夫婦二人三脚でラーメンをつくる。「ずっといっしょだから、ストレスもたまりますよ」と言いながらも、息はピッタリ

ロックダウンで海外の店が回らなくなって

デビット 夜は仕事のつき合いで、六本木を飲み歩くんですよ。振り返ると、あの時間はホントに意味がなかったなあ。しかも、ラーメン店の経営に巻き込んじゃったよね。能子さんには社長になってもらって。

能子 そう! 「ちょっと手伝って」が得意文句だから。でも、全然ちょっとじゃない(笑)。社長ともなると、うまくいかなかったら私が背負わなくちゃいけないのに。

デビット あのときは、申し訳ないなあと思っていたよ。

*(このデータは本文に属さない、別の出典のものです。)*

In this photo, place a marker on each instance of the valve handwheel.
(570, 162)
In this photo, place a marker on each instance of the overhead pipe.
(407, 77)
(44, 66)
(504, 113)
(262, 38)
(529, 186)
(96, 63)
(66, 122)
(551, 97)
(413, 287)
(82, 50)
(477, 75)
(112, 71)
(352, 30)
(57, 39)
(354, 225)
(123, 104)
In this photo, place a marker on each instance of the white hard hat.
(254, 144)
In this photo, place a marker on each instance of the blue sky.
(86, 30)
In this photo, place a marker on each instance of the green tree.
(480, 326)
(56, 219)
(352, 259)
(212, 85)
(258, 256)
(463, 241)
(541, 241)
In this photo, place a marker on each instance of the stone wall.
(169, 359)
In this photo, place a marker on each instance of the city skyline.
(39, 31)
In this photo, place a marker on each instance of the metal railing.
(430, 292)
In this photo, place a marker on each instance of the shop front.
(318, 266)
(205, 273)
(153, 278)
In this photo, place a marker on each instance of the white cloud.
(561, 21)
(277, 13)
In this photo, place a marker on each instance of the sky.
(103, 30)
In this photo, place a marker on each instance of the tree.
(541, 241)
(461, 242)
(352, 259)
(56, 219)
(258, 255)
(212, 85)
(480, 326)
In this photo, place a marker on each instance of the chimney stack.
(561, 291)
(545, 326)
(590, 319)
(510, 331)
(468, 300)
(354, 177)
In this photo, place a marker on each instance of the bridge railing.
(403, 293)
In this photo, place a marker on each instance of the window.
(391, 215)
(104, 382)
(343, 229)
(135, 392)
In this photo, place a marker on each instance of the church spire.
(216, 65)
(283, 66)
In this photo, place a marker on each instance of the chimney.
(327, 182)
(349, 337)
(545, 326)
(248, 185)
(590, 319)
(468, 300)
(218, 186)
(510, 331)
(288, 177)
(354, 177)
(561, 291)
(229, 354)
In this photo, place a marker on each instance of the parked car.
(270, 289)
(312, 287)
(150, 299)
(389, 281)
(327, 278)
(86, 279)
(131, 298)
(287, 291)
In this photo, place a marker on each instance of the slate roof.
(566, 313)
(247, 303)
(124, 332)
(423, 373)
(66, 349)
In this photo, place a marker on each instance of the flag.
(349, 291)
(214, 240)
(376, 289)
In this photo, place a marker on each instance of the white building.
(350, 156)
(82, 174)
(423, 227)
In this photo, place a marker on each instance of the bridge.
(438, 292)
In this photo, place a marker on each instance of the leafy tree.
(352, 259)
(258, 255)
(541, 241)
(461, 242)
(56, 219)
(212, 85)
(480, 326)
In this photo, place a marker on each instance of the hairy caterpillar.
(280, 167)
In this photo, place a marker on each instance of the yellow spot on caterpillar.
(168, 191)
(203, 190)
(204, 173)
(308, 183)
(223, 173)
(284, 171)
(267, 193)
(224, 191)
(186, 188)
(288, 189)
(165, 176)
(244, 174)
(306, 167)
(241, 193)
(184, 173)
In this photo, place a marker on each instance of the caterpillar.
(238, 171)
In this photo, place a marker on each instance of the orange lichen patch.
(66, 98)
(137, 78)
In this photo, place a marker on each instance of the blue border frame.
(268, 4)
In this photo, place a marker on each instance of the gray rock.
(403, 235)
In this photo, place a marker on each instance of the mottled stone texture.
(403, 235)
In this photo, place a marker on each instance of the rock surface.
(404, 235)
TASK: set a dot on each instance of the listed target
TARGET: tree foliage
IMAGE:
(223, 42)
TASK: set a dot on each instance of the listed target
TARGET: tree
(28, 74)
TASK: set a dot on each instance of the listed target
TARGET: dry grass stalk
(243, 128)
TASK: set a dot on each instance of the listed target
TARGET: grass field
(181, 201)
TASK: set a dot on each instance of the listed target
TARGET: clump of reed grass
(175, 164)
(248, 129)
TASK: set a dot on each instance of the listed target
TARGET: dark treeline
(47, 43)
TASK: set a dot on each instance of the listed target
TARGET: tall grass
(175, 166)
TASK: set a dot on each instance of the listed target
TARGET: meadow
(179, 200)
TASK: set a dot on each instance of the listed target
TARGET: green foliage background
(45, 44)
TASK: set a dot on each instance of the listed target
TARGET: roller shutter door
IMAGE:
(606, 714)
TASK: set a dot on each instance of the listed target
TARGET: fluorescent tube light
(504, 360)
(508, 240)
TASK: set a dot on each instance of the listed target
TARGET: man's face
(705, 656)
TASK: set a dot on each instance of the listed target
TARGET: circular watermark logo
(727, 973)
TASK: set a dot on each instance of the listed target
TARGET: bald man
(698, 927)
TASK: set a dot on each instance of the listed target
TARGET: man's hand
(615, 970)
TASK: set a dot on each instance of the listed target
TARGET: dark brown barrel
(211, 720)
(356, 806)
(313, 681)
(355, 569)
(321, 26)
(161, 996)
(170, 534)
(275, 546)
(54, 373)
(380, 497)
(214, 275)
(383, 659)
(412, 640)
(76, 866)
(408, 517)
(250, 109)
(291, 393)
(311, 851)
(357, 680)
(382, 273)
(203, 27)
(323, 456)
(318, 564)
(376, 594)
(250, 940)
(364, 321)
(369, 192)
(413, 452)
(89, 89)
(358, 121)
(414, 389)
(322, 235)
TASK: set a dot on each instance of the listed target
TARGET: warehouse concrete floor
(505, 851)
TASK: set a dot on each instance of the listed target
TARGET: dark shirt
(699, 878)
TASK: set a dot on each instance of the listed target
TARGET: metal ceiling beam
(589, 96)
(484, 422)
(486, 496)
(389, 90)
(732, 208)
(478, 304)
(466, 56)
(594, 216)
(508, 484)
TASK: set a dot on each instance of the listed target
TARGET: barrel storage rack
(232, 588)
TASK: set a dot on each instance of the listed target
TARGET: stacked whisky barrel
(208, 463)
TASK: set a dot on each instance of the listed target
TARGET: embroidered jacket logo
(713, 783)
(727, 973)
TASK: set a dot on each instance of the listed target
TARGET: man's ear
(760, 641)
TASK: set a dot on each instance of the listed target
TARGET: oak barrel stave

能子さんはずっと店舗のサポートをしてくれていたけど、お金に関する不安はいっさい僕に言わなかったね。

能子 ラーメン店は、とにかく従業員を守ることが第一というか、それがお店自体のコンセプトになっていたでしょう。だからデビさんは、そのために必死に考えて動いているんだろうな、と信じてた。

デビット 大変な時期はもちろんあったけど、経営的に厳しい状態に追い込まれたことは一度もなかった。芸能人の店って、話題性でブームになり、ブームが去ったら閉店というパターンが多いでしょう。でも、それだとスタッフを守れない。

店舗数を増やすことは、収益を上げるためというより、育ってきたスタッフに力を発揮する場を与えるために必要だった。だから、店として拡大路線はとるんだけど、危ないと思ったら大失敗する前にすぐ店を閉めて、次の展開につなげる。そんな感じで無理せず拡大した結果、海外に4店舗、国内に6店舗になっていた。

能子 そんなときに、コロナが世界中で流行し始めたんだよね。

デビット そう。正直、あのときが20年間で一番きつかった。日本で飲食業界がストップしたのは2020年の春だけど、それより前に海外はロックダウンしていたから、まず海外の店が回らなくなって。さあ、どうやって生きていくか。スタッフは海外を含めて50人ほど。どうすれば全員の雇用が守れるのか、ずっと考えていました。

能子 結局、海外の店舗はすぐに全部畳んで、国内は3店舗だけ残して。誰よりも早かったよね、デビさんのあのときの対応。